I understand these arguments. I know first hand the temptation to grab a section of code and paste it somewhere else. I know the pain of slowing down and having to think deeply about how to not make the duplicate copy of the code. Given all that...

DRY trumps KISS every time.

When I look at the long term maintainability, having one place where behavior or values or anything else is defined is always the better thing. I've experienced first hand maintenance of code with high levels of duplication. I have made changes in one place without knowing about the duplication and not also fixing the same code elsewhere. I have seen others do the same thing. The testing and validation in these scenarios can get very painful. When maintaining software and making changes, dealing with a single authority is much more accurate and faster, even with increased indirection.

In addition to long term maintainability when behavior should be changed, not repeating yourself reduces the chance of copy and paste errors. More times than I care to count, I've found bugs where a block of code was copied and minor changes made throughout it. Missing even one thing that should be changed will result in insidious bugs setting up residence in your application. Many times these won't be caught until much later in the product's life-cycle, increasing the cost of fixing them.

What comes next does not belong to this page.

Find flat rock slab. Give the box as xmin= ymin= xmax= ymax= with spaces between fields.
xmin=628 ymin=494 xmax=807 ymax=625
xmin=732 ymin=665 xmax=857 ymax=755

Just today I violated this principle... even after thinking "do I really want to do this?"... even with the draft of this article fresh in my mind... and I introduced a bug that took me a minute to figure out. I had these two lines:
const string name1 = "value one" ;
var value1 = !computeValueForName(name1);
That I duplicated and changed to this:
const string name2 = "value two" ;
var value2 = !computeValueForName(name1);
See the error? When I did, I promptly refactored this to:
var names = new [] { "value1" , "value2" };
var values = from n in names select !computeValueForName(n);
So, yeah, when I see violations of DRY I have almost a compulsive need to fix it. How about you?